Pierwsza pomoc w przypadku zakrztuszenia. Na czym polega? Kiedy wezwać pogotowie? ----- marzenier: Witam mamy Mam takie pytanie. Czy zdarzyło się Waszym dzieciom zadławić tak że Wam serce stanęło O Boże. Ja tak miałam wczoraj. Dałam małemu biszkopta a ten od razu sruuu do buzi całego i jakoś mu się kawałek ułamał Zrobił się czerwony,oczki wielkie przestraszone O matko W tym foteliku,zanim odpięłam te miliony pasów , wydawało mi się ze mijają godziny.
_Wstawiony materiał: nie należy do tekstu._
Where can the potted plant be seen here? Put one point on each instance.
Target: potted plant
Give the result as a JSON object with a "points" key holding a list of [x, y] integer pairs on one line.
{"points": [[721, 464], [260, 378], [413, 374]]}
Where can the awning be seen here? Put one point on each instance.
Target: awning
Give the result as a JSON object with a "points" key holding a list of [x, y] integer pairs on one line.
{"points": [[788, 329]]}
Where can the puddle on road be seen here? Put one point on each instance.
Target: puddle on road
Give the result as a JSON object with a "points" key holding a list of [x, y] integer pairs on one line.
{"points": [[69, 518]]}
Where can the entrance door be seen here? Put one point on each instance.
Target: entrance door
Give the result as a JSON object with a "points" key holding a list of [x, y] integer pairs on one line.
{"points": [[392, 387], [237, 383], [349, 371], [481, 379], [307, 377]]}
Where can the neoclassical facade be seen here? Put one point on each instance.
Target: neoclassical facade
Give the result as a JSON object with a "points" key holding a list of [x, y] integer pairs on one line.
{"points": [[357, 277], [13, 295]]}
Na szczęście mały zaczął płakać i ufff czyli że wszystko ok Biszkopty wyładowały w koszu:) I tak się zaczęłam zastanawiać jakie są metody pierwszej pomocy przy takim poważniejszym zadławieniu? Czy rzeczywiście głową w dół i w plecki klepać. Przecież kiedyś trzeba na to gryzienie przestawiać,a my mamy taki problem że Kornel się bardzo na wszystko "rzuca". I teraz mam stresa mu coś podawać takiego do "pomemlania":):)

2015-07-17 22:09

jaraz sie wyglupilam - przyznam sie - i dalam picie dziecku w trakcie jazdy to w szybim tempie musialam wyciagac mala z fotelika bo sie zakrztusila lekko ...:/

2015-07-17 13:13

Dokładnie Wiolettko :-)

2015-07-17 08:07

Najlepiej uczyć się na cudzych :)

2015-07-16 16:30

ja się nauczyłam na cudzych

2015-07-16 14:49

Łatwo mówi się jak się nie było w danej sytuacji. Człowiek niestety uczy się na własnych błędach.

2015-07-16 10:14

Nawet długa podróż czy marudzenie dziecka nie są powodem żeby je karmić w trakcie drogi. Nie wyobrażam sobie wypinać ksztuszące się dziecko z pasów by poklepać plecki czy nie daj Boże być zmuszonym do bardziej zaawansowanych czynności ratowniczych i robić to np. jadąc autostradą. Polecam bardzo wszystkim przyszłym mamom warsztaty bezpiecznymaluch.com.pl. Tu w bardzo przystępny sposób ratownicy przekazują wiedzę niezbędną każdemu rodzicowi, czy to w podróży, czy podczas zaksztuszenia czy bezdechu.

2015-07-15 20:06

ja dziecku nawet pić nie daje w trakcie jazdy. Jak marudzi to się zatrzymujemy i dopiero wtedy może się napić. Nigdy nie wiadomo czy nie poleci w drugą dziurkę i czy dziecko nagle sine nie będzie... A o chlebie czy ciastkach nie ma mowy... W domu tym da radę się zakrztusić a co dopiero w aucie gdzie są wyboje,wstrząsy itp.

2015-07-15 16:48

Mój brat miał kiedyś sytuacje z zaksztuszeniem się synka w aucie. Dał mu kawałek chleba, którym w momencie się zakrztusił. Na środku skrzyżowania wysiadł i zaczął ratować synka. Wszystko skończyło się dobrze. Ale jest to przestroga dla rodziców, którzy karmią dzieci podczas jazdy autem. Nie polecam.